Der Präsident des Gerichtshofs kann die Zusammensetzung der Sektionen nur ausnahmsweise ändern (Rule 25 Abs. 4). Auf seinen Vorschlag kann das Plenum eine zusätzliche Sektion bilden (Rule 25 Abs. 5).

[65]

Für die Ausschüsse und den Einzelrichter gilt diese Regelung entsprechend (Rule 28 Abs. 5).

[66]

Schmaltz DRiZ 2010, 120.

[67]

IK-EMRK/Keller/Schmidtmadel Art. 24, 5.

[68]

Im Falle einer offensichtlich unzulässigen Beschwerde kann dies auch ein nichtrichterlicher Berichterstatter sein, siehe dazu Rn. 305.

[69]

Wittinger NJW 2001, 1238, 1240; Schmaltz DRiZ 2010, 120 f.; IK-EMRK/Keller/Schmidtmadel Art. 24, 1, 5.

[70]

IK-EMRK/Keller/Schmidtmadel Art. 24, 6.

Teil 1 Europäischer Gerichtshof für Menschenrechte › B. Zulässigkeitsvoraussetzungen einer Individualbeschwerde

B. Zulässigkeitsvoraussetzungen einer Individualbeschwerde

66

Zugang zum EGMR erhalten Verteidiger und Mandant über die sog. Individualbeschwerde (Art. 34 EMRK). Sämtliche Zulässigkeitsvoraussetzungen prüft der EGMR von Amts wegen.[1]

67

Einwendungen gegen einzelne Zulässigkeitsvoraussetzungen muss der Vertragsstaat, gegen den sich die Beschwerde richtet, in seinen schriftlichen oder mündlichen Erklärungen zur Zulässigkeit der Beschwerde erheben (Rule 55). Nach diesem Zeitpunkt sind solche Einwendungen präkludiert, es sei denn, dass besondere Gründe (particular reasons)[2] für ihr verspätetes Vorbringen vorliegen (z.B. Eintritt neuer Tatsachen) und diese vom betroffenen Vertragsstaat unverzüglich (without delay) nach ihrem Entstehen vorgebracht werden.[3]

68

Der Gerichtshof selbst kann aber ohnehin jederzeit (on its own motion) eine Zulässigkeitsfrage (erneut) überprüfen, unabhängig davon, ob eine entsprechende Einwendung von dem betroffenen Vertragsstaat überhaupt oder verspätet erhoben wird.[4]

69

Dies gilt insbesondere für Umstände, die die Zuständigkeit des Gerichtshofs in Frage stellen. Da die Konvention selbst den Umfang der Zuständigkeit des EGMR festlegt und nicht die Parteien mit ihrem Vortrag im jeweiligen konkreten Fall, kann eine nicht erhobene Einwendung der Unvereinbarkeit der Beschwerde allein die Zuständigkeit des Gerichtshofs nicht begründen.[5]

70

Selbst frühere abweichende, bereits getroffene Entscheidungen über die Zulässigkeit einer Beschwerde stehen einer erneuten Überprüfung nicht entgegen.[6] Es gibt diesbezüglich – auch in Hinblick auf die Entstehung weiterer Verfahrenskosten (Anwaltsgebühren) – für den Beschwerdeführer keinerlei Vertrauensschutz.

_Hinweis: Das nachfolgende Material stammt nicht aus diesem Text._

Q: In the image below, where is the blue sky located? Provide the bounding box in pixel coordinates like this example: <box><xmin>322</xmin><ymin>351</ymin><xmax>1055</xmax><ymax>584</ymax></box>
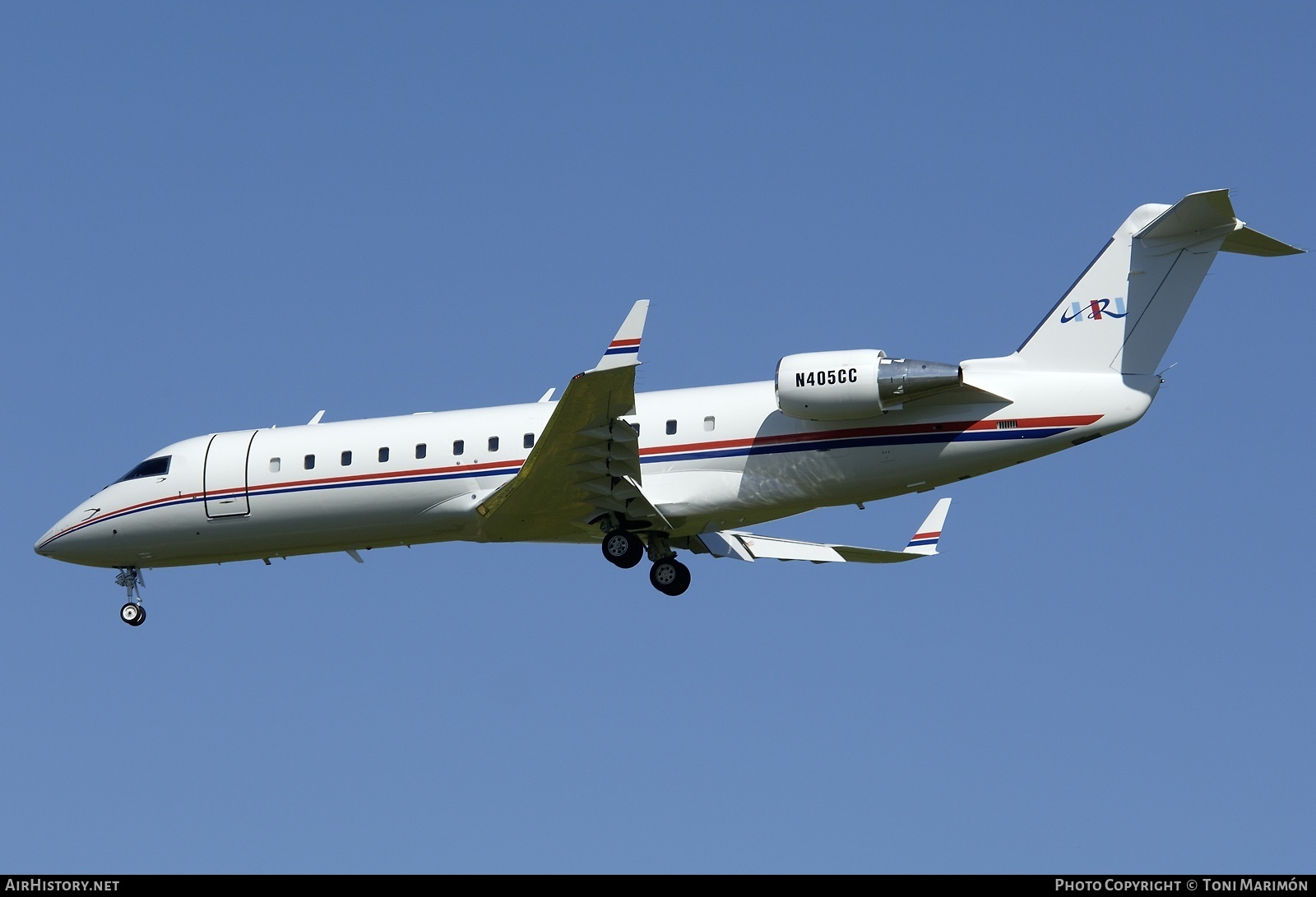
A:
<box><xmin>0</xmin><ymin>2</ymin><xmax>1316</xmax><ymax>872</ymax></box>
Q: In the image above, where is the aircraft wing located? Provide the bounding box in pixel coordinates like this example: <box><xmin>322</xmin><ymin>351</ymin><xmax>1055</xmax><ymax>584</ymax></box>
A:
<box><xmin>476</xmin><ymin>300</ymin><xmax>662</xmax><ymax>542</ymax></box>
<box><xmin>699</xmin><ymin>498</ymin><xmax>950</xmax><ymax>564</ymax></box>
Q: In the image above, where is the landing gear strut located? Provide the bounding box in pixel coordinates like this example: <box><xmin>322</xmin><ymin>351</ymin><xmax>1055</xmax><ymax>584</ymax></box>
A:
<box><xmin>114</xmin><ymin>566</ymin><xmax>146</xmax><ymax>626</ymax></box>
<box><xmin>603</xmin><ymin>520</ymin><xmax>689</xmax><ymax>596</ymax></box>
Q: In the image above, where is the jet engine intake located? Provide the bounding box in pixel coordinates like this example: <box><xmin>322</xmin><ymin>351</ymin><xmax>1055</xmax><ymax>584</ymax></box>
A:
<box><xmin>776</xmin><ymin>349</ymin><xmax>962</xmax><ymax>421</ymax></box>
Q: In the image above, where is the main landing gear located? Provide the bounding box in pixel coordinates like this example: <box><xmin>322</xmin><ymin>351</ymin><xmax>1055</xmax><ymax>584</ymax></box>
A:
<box><xmin>603</xmin><ymin>527</ymin><xmax>689</xmax><ymax>596</ymax></box>
<box><xmin>114</xmin><ymin>566</ymin><xmax>146</xmax><ymax>626</ymax></box>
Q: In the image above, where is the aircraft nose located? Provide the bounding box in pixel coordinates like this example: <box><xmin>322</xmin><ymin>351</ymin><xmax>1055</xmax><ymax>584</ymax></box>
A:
<box><xmin>31</xmin><ymin>507</ymin><xmax>95</xmax><ymax>563</ymax></box>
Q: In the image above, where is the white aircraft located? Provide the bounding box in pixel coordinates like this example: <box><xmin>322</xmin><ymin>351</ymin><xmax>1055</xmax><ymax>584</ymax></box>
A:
<box><xmin>35</xmin><ymin>189</ymin><xmax>1303</xmax><ymax>626</ymax></box>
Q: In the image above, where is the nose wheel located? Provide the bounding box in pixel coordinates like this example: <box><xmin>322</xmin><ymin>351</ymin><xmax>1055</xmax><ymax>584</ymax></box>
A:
<box><xmin>114</xmin><ymin>566</ymin><xmax>146</xmax><ymax>626</ymax></box>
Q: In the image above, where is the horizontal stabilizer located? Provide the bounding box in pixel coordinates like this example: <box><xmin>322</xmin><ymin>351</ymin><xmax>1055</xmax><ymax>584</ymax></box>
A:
<box><xmin>699</xmin><ymin>498</ymin><xmax>950</xmax><ymax>564</ymax></box>
<box><xmin>1220</xmin><ymin>228</ymin><xmax>1307</xmax><ymax>257</ymax></box>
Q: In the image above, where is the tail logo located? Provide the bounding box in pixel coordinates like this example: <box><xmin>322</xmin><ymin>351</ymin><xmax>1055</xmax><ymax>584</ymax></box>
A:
<box><xmin>1061</xmin><ymin>296</ymin><xmax>1128</xmax><ymax>324</ymax></box>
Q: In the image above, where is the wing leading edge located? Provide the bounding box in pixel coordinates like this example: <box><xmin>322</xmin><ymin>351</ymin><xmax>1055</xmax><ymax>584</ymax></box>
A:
<box><xmin>476</xmin><ymin>300</ymin><xmax>662</xmax><ymax>542</ymax></box>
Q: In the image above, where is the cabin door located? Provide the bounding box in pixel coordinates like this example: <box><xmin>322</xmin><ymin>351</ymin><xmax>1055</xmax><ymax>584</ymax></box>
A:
<box><xmin>202</xmin><ymin>430</ymin><xmax>257</xmax><ymax>517</ymax></box>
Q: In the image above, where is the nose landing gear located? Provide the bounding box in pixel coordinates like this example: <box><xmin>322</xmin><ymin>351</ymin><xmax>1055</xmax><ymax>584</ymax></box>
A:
<box><xmin>114</xmin><ymin>566</ymin><xmax>146</xmax><ymax>626</ymax></box>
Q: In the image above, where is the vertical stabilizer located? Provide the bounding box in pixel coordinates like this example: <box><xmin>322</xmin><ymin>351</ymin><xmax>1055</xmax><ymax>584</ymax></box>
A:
<box><xmin>1017</xmin><ymin>189</ymin><xmax>1301</xmax><ymax>373</ymax></box>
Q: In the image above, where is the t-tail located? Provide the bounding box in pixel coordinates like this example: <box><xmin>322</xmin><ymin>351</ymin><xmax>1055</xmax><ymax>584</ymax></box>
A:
<box><xmin>1013</xmin><ymin>189</ymin><xmax>1303</xmax><ymax>375</ymax></box>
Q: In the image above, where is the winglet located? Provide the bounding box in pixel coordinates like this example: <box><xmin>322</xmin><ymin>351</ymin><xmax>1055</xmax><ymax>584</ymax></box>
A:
<box><xmin>904</xmin><ymin>498</ymin><xmax>950</xmax><ymax>555</ymax></box>
<box><xmin>594</xmin><ymin>298</ymin><xmax>649</xmax><ymax>371</ymax></box>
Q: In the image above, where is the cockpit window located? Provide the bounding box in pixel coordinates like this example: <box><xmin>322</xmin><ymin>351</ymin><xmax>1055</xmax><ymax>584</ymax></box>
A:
<box><xmin>116</xmin><ymin>455</ymin><xmax>174</xmax><ymax>483</ymax></box>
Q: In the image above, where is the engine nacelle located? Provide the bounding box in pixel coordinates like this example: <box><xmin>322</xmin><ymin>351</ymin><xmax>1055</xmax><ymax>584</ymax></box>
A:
<box><xmin>776</xmin><ymin>349</ymin><xmax>961</xmax><ymax>421</ymax></box>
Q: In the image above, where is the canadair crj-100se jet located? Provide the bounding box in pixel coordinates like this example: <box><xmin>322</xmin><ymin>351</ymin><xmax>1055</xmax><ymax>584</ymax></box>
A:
<box><xmin>35</xmin><ymin>189</ymin><xmax>1301</xmax><ymax>626</ymax></box>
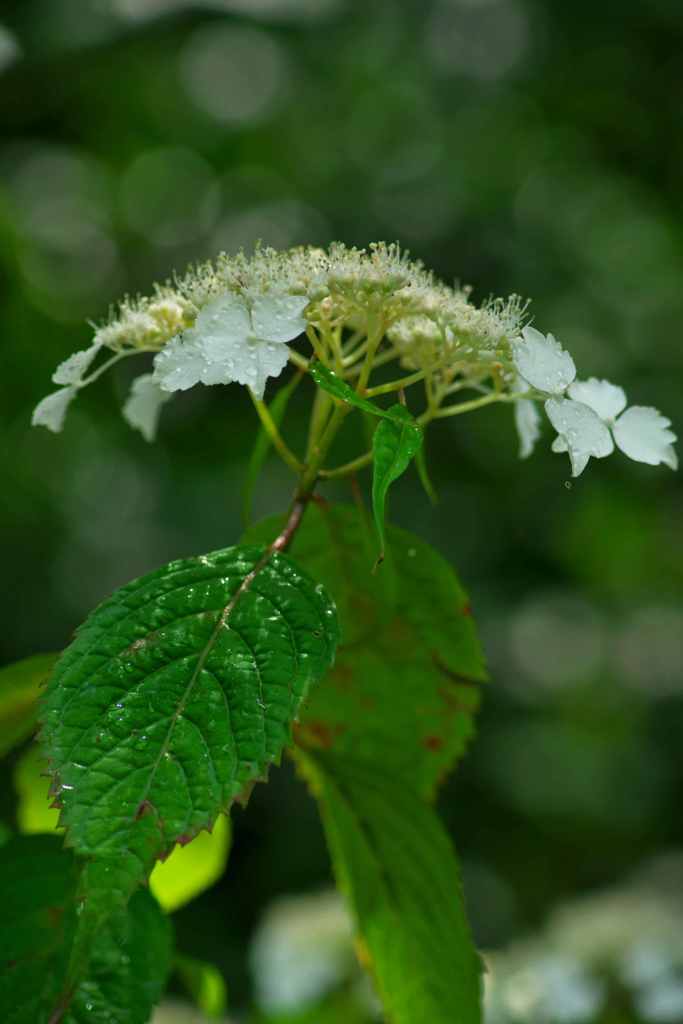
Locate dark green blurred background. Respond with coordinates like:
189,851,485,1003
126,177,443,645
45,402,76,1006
0,0,683,1015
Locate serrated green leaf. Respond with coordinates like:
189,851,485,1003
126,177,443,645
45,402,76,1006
12,743,230,912
0,836,171,1024
373,406,422,562
298,753,481,1024
0,836,78,1024
242,374,301,525
308,362,403,420
62,889,172,1024
0,654,59,757
42,546,337,901
242,505,485,797
415,443,438,505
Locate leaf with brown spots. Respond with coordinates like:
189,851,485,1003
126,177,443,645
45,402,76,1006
247,505,485,797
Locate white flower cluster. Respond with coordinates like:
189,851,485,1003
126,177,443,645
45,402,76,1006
33,243,677,476
484,854,683,1024
512,327,678,476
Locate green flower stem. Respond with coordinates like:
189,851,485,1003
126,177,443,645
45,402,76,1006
344,347,398,379
289,348,308,370
366,370,425,398
306,388,332,462
355,314,384,394
418,391,528,424
297,402,351,493
318,452,373,480
248,388,304,474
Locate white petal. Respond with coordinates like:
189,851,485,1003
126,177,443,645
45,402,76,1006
154,330,206,391
31,387,77,434
512,327,577,394
209,338,289,398
569,377,626,422
614,406,678,469
194,295,253,346
546,398,614,476
123,374,171,441
52,341,102,384
515,398,541,459
252,295,309,341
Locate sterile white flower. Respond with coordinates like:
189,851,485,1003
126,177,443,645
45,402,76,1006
546,398,614,476
612,406,678,469
154,295,309,398
122,374,171,441
546,377,678,476
31,386,77,434
512,326,577,394
515,378,541,459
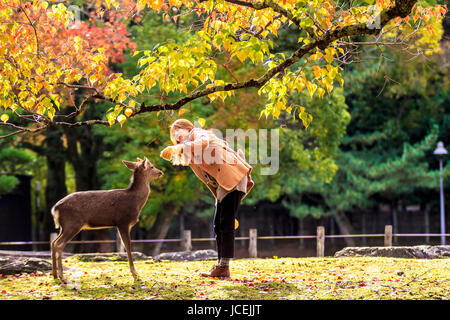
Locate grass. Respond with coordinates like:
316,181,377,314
0,257,450,300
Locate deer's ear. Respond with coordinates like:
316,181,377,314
122,160,136,171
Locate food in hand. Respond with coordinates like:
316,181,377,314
160,146,173,161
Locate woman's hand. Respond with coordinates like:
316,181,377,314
160,146,173,161
160,144,187,166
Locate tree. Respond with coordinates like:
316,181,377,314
0,0,446,137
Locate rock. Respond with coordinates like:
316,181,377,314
74,252,149,262
155,249,217,261
0,256,52,274
334,246,450,259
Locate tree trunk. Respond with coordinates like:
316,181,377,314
333,211,355,247
150,209,176,256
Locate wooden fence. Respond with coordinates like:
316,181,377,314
0,225,450,258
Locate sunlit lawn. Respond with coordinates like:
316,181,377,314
0,257,450,300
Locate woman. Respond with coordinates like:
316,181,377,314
161,119,254,278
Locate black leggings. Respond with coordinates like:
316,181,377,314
214,190,245,259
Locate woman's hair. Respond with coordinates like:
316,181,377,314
170,119,194,144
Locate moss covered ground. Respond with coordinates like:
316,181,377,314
0,257,450,300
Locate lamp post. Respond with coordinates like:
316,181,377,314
433,141,448,245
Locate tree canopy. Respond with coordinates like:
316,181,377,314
0,0,447,138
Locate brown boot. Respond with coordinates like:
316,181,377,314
200,264,230,278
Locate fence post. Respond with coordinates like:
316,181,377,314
116,230,125,252
317,226,325,258
384,225,392,247
248,229,258,258
183,230,192,251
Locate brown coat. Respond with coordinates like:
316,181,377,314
183,128,255,198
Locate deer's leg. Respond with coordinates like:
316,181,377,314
54,227,80,282
50,228,62,279
117,226,138,278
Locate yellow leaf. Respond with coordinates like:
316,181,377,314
47,108,55,120
125,108,133,117
117,114,127,126
317,88,325,98
236,51,247,62
306,82,317,97
325,48,336,63
0,113,9,123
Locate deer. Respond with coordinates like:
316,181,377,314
51,157,164,283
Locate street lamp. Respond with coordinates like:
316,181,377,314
433,141,448,245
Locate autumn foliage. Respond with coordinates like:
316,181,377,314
0,0,447,137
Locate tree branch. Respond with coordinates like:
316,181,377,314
133,0,417,115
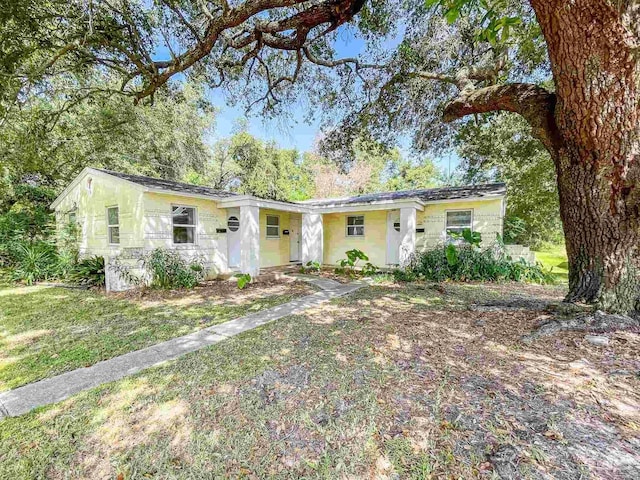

Teil 1 Europäischer Gerichtshof für Menschenrechte › B. Zulässigkeitsvoraussetzungen einer Individualbeschwerde › I. Zuständigkeit des EGMR

I. Zuständigkeit des EGMR

71

Art. 35 Abs. 3 EMRK umschreibt – in Verbindung mit Art. 1 EMRK – die Zuständigkeit des Gerichtshofs. Eine Individualbeschwerde ist unzulässig, wenn sie mit der Konvention unvereinbar ist. Hinter dieser Formulierung verbirgt sich eine Beschränkung der Zuständigkeit des Gerichtshofs sowohl in zeitlicher und örtlicher Hinsicht als auch in Hinblick auf die streitenden Parteien.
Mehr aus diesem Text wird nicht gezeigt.